311 Tasting Notes

91

I got a sample of this for a tasting through the egullet.org tea forum, along with a sample of the Sakimidori Kamairicha:

Both Kamairichas in small gaiwans with about 75mL water, 2 grams of tea.

The teas are curly, very different from the needle-like bits of senchas, but a nice deep green appropriate to sencha. The leaves smell sweet and rich.

First infusions about 30 seconds because I checked the water temp just after I poured it, and it was hotter than expected—150 degrees. They’re both warm, roasty, toasty, vegetal, peas and corn and asparagus, but also a little lightly floral. Delicate yellow-green liquors.
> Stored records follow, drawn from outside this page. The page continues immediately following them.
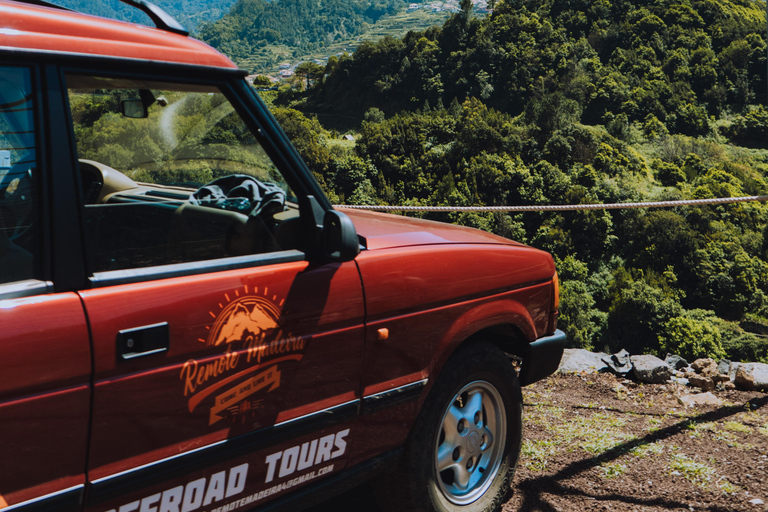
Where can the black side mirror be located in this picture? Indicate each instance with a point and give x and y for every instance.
(339, 237)
(135, 109)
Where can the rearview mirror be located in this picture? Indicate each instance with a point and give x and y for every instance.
(339, 237)
(134, 109)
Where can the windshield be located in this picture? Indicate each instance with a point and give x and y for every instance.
(162, 133)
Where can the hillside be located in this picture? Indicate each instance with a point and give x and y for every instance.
(568, 103)
(302, 25)
(190, 13)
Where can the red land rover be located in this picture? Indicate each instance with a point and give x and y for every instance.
(186, 324)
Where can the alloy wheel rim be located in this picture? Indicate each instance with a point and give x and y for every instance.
(470, 443)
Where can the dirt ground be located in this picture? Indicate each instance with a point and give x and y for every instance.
(598, 442)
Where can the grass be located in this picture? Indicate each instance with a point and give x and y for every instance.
(692, 470)
(607, 435)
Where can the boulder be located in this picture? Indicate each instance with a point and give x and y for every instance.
(699, 381)
(752, 376)
(580, 360)
(675, 361)
(733, 370)
(650, 369)
(706, 367)
(620, 362)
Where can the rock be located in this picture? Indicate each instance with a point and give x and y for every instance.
(675, 361)
(752, 376)
(620, 362)
(580, 360)
(700, 381)
(650, 369)
(725, 386)
(699, 399)
(706, 367)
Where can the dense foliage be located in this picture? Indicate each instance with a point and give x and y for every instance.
(302, 24)
(573, 103)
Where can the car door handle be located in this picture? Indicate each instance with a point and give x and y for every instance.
(142, 341)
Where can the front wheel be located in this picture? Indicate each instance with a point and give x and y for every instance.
(462, 453)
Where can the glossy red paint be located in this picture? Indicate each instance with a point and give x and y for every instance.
(381, 230)
(146, 409)
(44, 395)
(54, 30)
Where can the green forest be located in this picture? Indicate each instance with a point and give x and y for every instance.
(575, 102)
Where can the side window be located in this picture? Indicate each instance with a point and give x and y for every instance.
(18, 205)
(171, 174)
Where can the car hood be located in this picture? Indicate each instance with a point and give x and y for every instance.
(381, 231)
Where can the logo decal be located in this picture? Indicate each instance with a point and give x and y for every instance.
(249, 329)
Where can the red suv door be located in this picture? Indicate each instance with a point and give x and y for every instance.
(226, 363)
(45, 358)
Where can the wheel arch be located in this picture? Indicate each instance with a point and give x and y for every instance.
(505, 323)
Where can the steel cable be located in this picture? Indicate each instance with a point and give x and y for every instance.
(558, 207)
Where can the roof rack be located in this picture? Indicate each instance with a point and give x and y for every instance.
(161, 19)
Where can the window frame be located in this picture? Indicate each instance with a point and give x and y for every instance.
(40, 282)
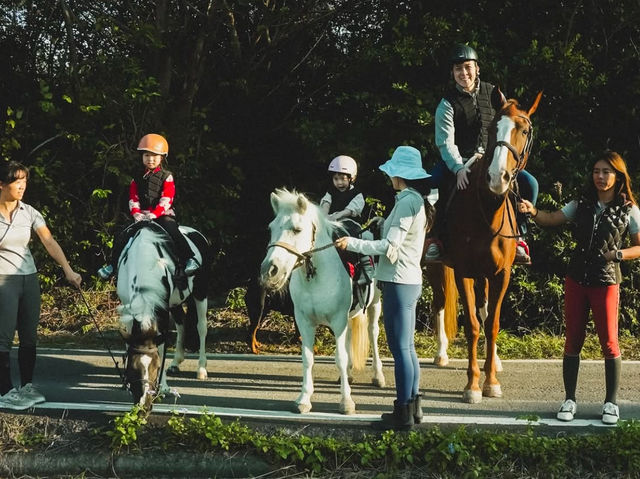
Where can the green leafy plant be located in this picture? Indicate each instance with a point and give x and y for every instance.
(126, 427)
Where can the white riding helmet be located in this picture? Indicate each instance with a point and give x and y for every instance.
(344, 164)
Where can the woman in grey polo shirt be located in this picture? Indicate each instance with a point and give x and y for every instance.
(19, 287)
(399, 277)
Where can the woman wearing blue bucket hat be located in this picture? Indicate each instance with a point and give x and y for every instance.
(399, 278)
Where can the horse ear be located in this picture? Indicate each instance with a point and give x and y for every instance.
(275, 202)
(497, 99)
(534, 107)
(302, 204)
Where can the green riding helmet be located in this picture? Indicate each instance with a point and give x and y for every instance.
(462, 53)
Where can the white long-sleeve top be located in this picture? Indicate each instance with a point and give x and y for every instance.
(400, 248)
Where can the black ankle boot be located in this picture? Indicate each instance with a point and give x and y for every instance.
(416, 408)
(400, 419)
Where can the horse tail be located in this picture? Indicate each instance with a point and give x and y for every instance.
(359, 347)
(450, 303)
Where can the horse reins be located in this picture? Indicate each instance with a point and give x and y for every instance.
(520, 161)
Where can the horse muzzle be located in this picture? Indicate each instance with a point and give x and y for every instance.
(499, 182)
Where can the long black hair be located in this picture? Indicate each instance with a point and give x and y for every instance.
(11, 171)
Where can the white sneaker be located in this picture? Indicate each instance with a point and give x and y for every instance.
(610, 413)
(191, 267)
(13, 400)
(30, 393)
(567, 410)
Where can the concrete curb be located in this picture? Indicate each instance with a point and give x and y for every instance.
(153, 464)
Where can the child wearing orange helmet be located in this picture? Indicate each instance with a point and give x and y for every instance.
(151, 195)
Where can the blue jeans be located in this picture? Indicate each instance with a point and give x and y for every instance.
(399, 310)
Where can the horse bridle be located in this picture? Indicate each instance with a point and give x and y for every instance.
(520, 157)
(303, 259)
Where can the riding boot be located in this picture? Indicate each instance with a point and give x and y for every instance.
(417, 408)
(5, 373)
(401, 419)
(612, 369)
(26, 363)
(570, 367)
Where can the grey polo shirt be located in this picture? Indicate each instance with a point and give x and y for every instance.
(15, 256)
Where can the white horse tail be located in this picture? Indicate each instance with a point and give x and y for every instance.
(359, 341)
(450, 303)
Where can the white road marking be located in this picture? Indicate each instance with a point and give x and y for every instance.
(317, 417)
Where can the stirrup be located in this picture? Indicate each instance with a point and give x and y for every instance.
(433, 254)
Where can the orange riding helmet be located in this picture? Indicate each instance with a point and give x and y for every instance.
(154, 143)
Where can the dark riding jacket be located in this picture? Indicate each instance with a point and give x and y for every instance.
(595, 235)
(472, 115)
(150, 187)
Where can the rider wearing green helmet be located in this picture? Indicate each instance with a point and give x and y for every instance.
(462, 121)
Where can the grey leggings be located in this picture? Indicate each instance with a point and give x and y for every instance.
(19, 309)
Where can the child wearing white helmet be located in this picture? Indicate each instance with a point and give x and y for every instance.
(151, 195)
(344, 202)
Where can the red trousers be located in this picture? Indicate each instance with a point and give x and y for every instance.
(603, 302)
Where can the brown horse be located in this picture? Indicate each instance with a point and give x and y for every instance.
(480, 241)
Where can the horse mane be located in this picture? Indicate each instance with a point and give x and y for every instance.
(290, 199)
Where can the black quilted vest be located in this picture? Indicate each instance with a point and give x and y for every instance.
(340, 200)
(471, 117)
(595, 236)
(150, 188)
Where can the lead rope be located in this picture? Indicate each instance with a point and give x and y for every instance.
(125, 383)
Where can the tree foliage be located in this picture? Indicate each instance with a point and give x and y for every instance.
(254, 95)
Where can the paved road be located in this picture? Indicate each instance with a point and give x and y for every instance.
(265, 387)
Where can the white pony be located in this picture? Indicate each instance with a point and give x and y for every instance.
(151, 299)
(301, 252)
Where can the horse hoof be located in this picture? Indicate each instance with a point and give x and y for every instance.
(492, 391)
(348, 407)
(379, 382)
(441, 361)
(472, 397)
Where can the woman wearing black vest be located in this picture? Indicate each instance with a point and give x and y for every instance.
(462, 122)
(605, 213)
(151, 195)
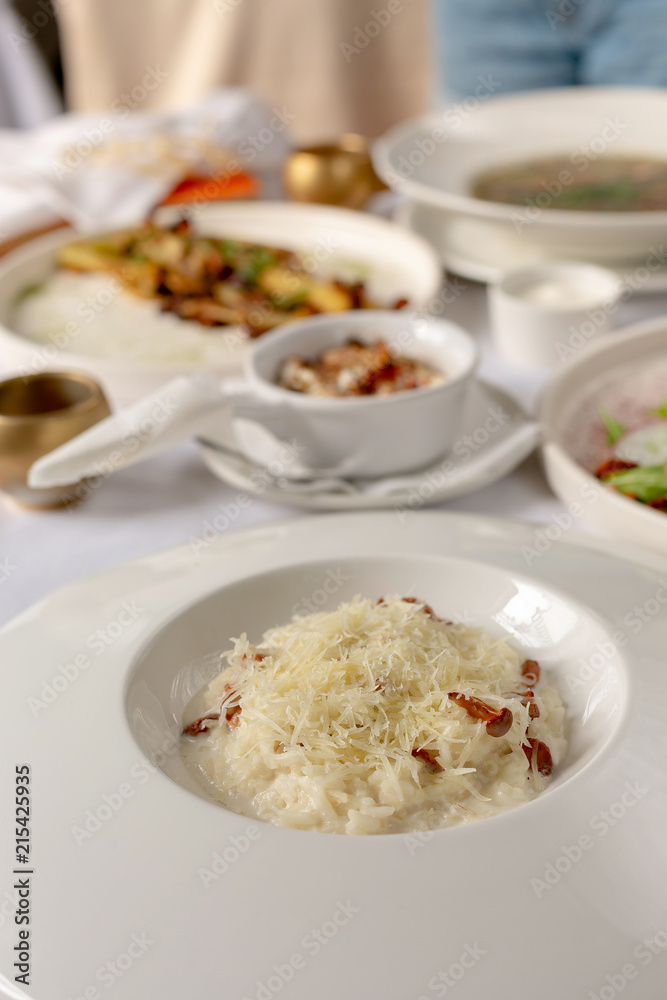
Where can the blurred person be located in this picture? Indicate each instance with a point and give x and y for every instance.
(330, 66)
(531, 44)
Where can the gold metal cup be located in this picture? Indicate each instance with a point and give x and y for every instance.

2nd infusions about 30 seconds, temp about 150 degrees. A little more astringency in the Sakimidori, a little smoother in the Okumidori.

3rd infusion, 45 seconds, 155 degrees: still seeing that same difference, more sharpness in the Sakimidori, more smoothness in the Okumidori. I wasn’t sure at the 2nd infusion if the infusion times were a little off, but the differences were consistent through the next infusion.

4th infusion, 1 minute, 160 degrees: these are really, really nice teas. They are not senchas, but feel closer to a sencha in flavor than to a pan-fired chinese green tea.

5th infusion, 160 degrees, 90 seconds: the differences are lessened again. Still both are sweet and vegetal.

6th infusion, still 160 degrees—forgot to up the temp; time about 2 minutes (more carelessness); still entirely delicious, and just the most subtle difference between them.

7th infusion: spilled the Sakimidori. Enjoying the 170 degree, 2 minute infusion of the Okumidori a lot. Would have liked to try for another infusion, but the spill got the teakettle base and I want to let it try before I use it again. Sigh.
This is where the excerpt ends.